Queste weekend, passeggiando nei dintorni di casa, ho notato un diverse serrande abbassate con il cartello di cessata attività; loro il 18 non riapriranno, così come nei giorni successivi. Era impensabile, per piccole imprese o negozi già presi per il collo, sopravvivere a due mesi di tasse senza un minimo ritorno. Che poi, qualcuno dovrebbe pur spiegare ai 400 e passa esperti di Palazzo Chigi che 600 euro bastano a malapena per pagare una mensilità d’affitto. Ma questa è solo la punta di un grande iceberg.

Ieri sento mia zia, è contenta di ripartire ma è preoccupata. Lavora come parrucchiera indipendente in un paesino di mille abitanti. Un funzionario del comune le ha detto che, essendo da sola, può ricevere nel proprio salone un solo cliente alla volta. Lei mi dice:

Ma se a una cliente faccio un servizio come una tinta o simili e devo lasciarla in posa mezz’ora o un’ora, che faccio nel frattempo? Come mi pago quell’ora di apertura “statica”. Mi sembra assurdo, avrei tranquillamente lo spazio per gestire tutto nel rispetto del distanziamento sociale.

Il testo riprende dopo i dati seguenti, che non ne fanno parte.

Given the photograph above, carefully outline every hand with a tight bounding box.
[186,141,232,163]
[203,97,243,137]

Per non parlare delle precauzioni “sanitarie”: sacchetti usa e getta dove vanno messi gli effetti personali di un/una cliente all’arrivo; asciugamani usa e getta, o in alternativa da lavare per mezz’ora a 60° prima di ogni riutilizzo. Gel igienizzanti e soluzioni idroalcoliche, mascherine, guanti; sanificazione settimanale dell’intero salone. Chi paga tutto questo?

Sono perplessità legittime, che come lei chissà quanti milioni di italiani si staranno ponendo in queste ore. Poi penso ai ristoratori e a chi vorrà andarci, al ristorante. A dirsi sembra tutto facile:

  • Distanzia i tavoli almeno a un metro uno dall’altro;
  • Togli i menu cartacei, che sono un rischio di veicolazione;
  • I camerieri devono igienizzare le mani tra un servizio e l’altro;
  • Meglio se lavori solo su prenotazione, per gestire meglio i flussi;
  • Meglio se accetti solo le carte, che i soldi cartacei sono un rischio;
  • Assicurati che non si creino code alla cassa.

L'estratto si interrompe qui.